AUG 16, 2014
The recent inaugural issue of Dabiq, ISIS's English-language propaganda magazine, included a typical assortment of jihadist imagery: black flags fluttering over stolen armored vehicles, graphic photos of dead enemies, and pages reveling in the group's assault on northern and western Iraq.
It also demonstrated that one of the world's most brutal terrorist groups isn't indifferent to what the western expert community has to say about them. On page 32, there's a picture of Douglas Ollivant, a former National Security Council official and Army officer and one of the planners of the "surge" strategy in Iraq, under the heading "The Islamic State in the Words of the Enemy."
Next to the photo is a stylish block-quote of an article that Ollivant wrote with Brian Fishman of the New America Foundation this past May for War on the Rocks, in which he argues that ISIS is "no longer a state in nameonly" and in fact possesses most of the characteristics of a formal political entity.
"Out of the crucible of the Syrian civil war and the discontent in Iraq's Sunni regions, something new is emerging," Ollivant wrote in a section quoted in Dabiq. For ISIS, the propaganda message is clear: when decontextualized, Ollivant's analysis seems to validate ISIS's entire mission. What horrifies much of the world about ISIS - its brutality, narrow ideology, outsized ambition, and proven battlefield acumen - thus turns into a potential recruiting point.
As Ollivant explained to Business Insider, even descriptive analysis of the group's rise and nature can be easily warped into propaganda.
"Perversely, there's a level at which they're able to flip the fact that we take them seriously and show their followers that major American analysts actually do take them seriously," Ollivant said. Still, he admitted it was "kind of flattering" to see his work in a piece of ISIS propaganda. "Somebody's reading what we write," he joked.
The fact that ISIS cares what experts have to say about them - and that they're even paying attention in the first place - is another sign of how the organization differs from other jihadist groups.
"They obviously have a good intelligence organization," Ollivant says of ISIS. "They're looking at what's being said about them and what people are thinking."
Al Qaeda in Iraq, ISIS's forerunner organization, didn't produce propaganda with Dabiq's sophistication or professional-level quality.
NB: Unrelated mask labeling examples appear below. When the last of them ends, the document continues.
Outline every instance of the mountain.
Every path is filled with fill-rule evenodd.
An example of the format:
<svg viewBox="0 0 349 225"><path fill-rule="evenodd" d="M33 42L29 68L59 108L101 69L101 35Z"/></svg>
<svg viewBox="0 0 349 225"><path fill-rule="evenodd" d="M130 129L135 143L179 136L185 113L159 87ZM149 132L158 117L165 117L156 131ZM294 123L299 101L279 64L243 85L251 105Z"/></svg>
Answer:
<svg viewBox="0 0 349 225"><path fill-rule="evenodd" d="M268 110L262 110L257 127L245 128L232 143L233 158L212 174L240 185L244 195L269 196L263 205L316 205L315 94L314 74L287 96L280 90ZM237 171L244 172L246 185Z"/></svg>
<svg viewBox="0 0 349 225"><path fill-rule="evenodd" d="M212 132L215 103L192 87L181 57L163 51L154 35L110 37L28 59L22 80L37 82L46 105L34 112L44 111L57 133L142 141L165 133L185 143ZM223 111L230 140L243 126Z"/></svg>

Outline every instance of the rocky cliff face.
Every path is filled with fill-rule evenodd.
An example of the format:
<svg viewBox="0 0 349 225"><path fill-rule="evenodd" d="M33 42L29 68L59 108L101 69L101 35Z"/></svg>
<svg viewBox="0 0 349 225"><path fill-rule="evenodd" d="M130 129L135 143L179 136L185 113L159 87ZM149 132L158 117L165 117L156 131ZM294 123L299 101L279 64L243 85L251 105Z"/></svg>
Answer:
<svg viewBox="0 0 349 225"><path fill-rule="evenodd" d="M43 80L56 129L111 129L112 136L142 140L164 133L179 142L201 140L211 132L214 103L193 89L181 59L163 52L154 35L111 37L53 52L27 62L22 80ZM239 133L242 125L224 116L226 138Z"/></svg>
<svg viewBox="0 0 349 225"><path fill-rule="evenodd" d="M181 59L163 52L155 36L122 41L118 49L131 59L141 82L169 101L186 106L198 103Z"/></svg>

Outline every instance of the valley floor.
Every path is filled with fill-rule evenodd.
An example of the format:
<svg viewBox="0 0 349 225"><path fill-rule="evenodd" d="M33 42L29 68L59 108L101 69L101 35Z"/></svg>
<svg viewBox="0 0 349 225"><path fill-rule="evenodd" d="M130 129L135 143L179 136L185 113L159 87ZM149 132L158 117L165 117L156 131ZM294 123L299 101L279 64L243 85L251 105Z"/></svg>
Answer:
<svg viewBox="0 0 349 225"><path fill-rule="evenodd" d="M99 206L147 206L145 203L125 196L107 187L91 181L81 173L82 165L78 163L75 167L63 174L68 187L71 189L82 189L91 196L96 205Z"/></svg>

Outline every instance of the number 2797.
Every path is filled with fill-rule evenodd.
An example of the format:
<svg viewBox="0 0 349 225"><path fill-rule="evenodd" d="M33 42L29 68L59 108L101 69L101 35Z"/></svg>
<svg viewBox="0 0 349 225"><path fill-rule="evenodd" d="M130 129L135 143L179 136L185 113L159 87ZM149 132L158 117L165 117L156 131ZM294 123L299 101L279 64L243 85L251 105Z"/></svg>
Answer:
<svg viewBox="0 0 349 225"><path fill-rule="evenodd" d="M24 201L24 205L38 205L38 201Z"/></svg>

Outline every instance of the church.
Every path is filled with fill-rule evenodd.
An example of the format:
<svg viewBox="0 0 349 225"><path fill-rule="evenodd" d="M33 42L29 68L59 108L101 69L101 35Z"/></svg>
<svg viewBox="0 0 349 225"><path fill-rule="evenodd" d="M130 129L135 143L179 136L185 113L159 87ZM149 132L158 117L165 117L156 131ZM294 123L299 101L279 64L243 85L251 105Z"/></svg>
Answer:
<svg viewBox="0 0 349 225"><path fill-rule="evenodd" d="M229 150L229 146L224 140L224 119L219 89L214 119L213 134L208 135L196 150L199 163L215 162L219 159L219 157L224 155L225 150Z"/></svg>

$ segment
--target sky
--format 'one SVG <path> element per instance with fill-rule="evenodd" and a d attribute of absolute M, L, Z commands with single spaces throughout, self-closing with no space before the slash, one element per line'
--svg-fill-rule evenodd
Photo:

AQI was also notoriously uninterested in the effect its brutal tactics were having on the people they were effectively ruling over - Osama Bin Laden even believed that AQI's violence and heedlessness were damaging the global Al Qaeda brand.
ISIS is an incredibly violent organization, but it's invested a lot of effort in shaping its public image and in getting a sense of how the rest of the world views it.
This hasn't done anything to moderate ISIS. But it's allowed them to expand the scope of their messaging, and win over a small but vocal cadre of English-speaking supporters.
Ollivant isn't worried about being on the radar of one of the world's ascendant and truly innovative terrorist groups.
"I live in Washington, DC," he told Business Insider. "If ISIS ever comes to DC, I doubt I'm in their top ten."